Published on 21 Jun 2024

A project proposal involving the utilization of soya bean powder for coastal protection is among those being considered for funding

Professor Chu Jian from Nanyang Technological University (NTU) proposes an alternative approach to protecting Singapore's coastlines from rising sea levels. Instead of traditional concrete barriers, his vision involves reshaping and reinforcing flat beaches using natural materials like plant fibers, sand, and soya bean powder. Tube-like beams made from these materials would be used to shield the shoreline from strong waves. Over time, this method aims to allow sand and soil to accumulate, gradually elevating the beaches and creating a natural sea wall capable of adapting to higher sea levels.

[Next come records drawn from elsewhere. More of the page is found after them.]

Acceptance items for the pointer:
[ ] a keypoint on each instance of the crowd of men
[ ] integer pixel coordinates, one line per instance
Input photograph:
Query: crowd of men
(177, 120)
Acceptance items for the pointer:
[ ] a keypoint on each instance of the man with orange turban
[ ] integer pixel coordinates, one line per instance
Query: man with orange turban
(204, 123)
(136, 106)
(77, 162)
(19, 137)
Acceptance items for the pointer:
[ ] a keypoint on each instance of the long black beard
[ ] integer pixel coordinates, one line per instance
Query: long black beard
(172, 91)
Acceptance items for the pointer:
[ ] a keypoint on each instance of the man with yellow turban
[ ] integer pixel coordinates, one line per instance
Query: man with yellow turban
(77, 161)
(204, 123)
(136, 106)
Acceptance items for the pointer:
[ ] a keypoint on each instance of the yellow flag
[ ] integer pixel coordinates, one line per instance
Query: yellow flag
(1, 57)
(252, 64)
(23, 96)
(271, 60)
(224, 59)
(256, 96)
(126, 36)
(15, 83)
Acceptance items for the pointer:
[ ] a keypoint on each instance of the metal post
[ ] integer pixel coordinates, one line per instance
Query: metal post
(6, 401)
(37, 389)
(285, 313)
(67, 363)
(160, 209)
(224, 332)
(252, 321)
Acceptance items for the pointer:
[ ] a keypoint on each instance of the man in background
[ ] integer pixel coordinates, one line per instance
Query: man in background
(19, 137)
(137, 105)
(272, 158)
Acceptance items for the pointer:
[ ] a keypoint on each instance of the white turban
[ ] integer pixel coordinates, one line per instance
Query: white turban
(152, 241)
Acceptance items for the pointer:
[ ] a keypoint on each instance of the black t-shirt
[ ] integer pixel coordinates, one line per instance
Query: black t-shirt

Professor Chu Jian's proposal is part of the second series of research projects chosen by Singapore's Coastal Protection and Flood Resilience Institute (CFI) to receive government support and funding. Minister for Sustainability and the Environment Grace Fu announced these new projects on June 20, 2024 during the inaugural Coastal and Flood Resilience Leaders Summit. This summit is integrated into the Singapore International Water Week conference, currently ongoing until June 22, 2024 at the Marina Bay Sands Expo and Convention Centre. Funding for these research initiatives under CFI is sourced from PUB's $125 million Coastal Protection and Flood Management Research Programme.

Professor Chu Jian, Chair of NTU's School of Civil and Environmental Engineering, advocates for nature-based beams as a coastal protection solution suitable for fragile ecosystems like mangroves and seagrass habitats. He highlights that traditional hard sea walls can harm coastal environments and hinder nesting creatures such as turtles from reaching parts of the beach.

His approach aims to elevate sandy beaches and soil levels, fostering the growth of coastal trees and mangroves whose roots can mitigate wave impact and retain sediment against rising sea levels.

“Once the barrier (beams) is there, the waves will bring in soil to the back of the barrier and accumulate there to form an elevated land,” said Prof Chu.

Through miniature wave lab simulations, Prof Chu predicts that a single layer of these beams along a coastline can eventually raise the shore by one meter.

Each beam, resembling a sandbag, features a thick outer layer made from plant fiber and is filled with a mixture of sand, soya bean powder, and calcium ions, forming an erosion-resistant "rock". Prof Chu has developed a prototype of this artificial rock. When seawater interacts with the beams, the natural fibres will decompose but ions from the water will reacts with it, in which strengthens it over a few years .

Within two years, Prof Chu plans to field-test prototype beams along shorelines to validate their effectiveness.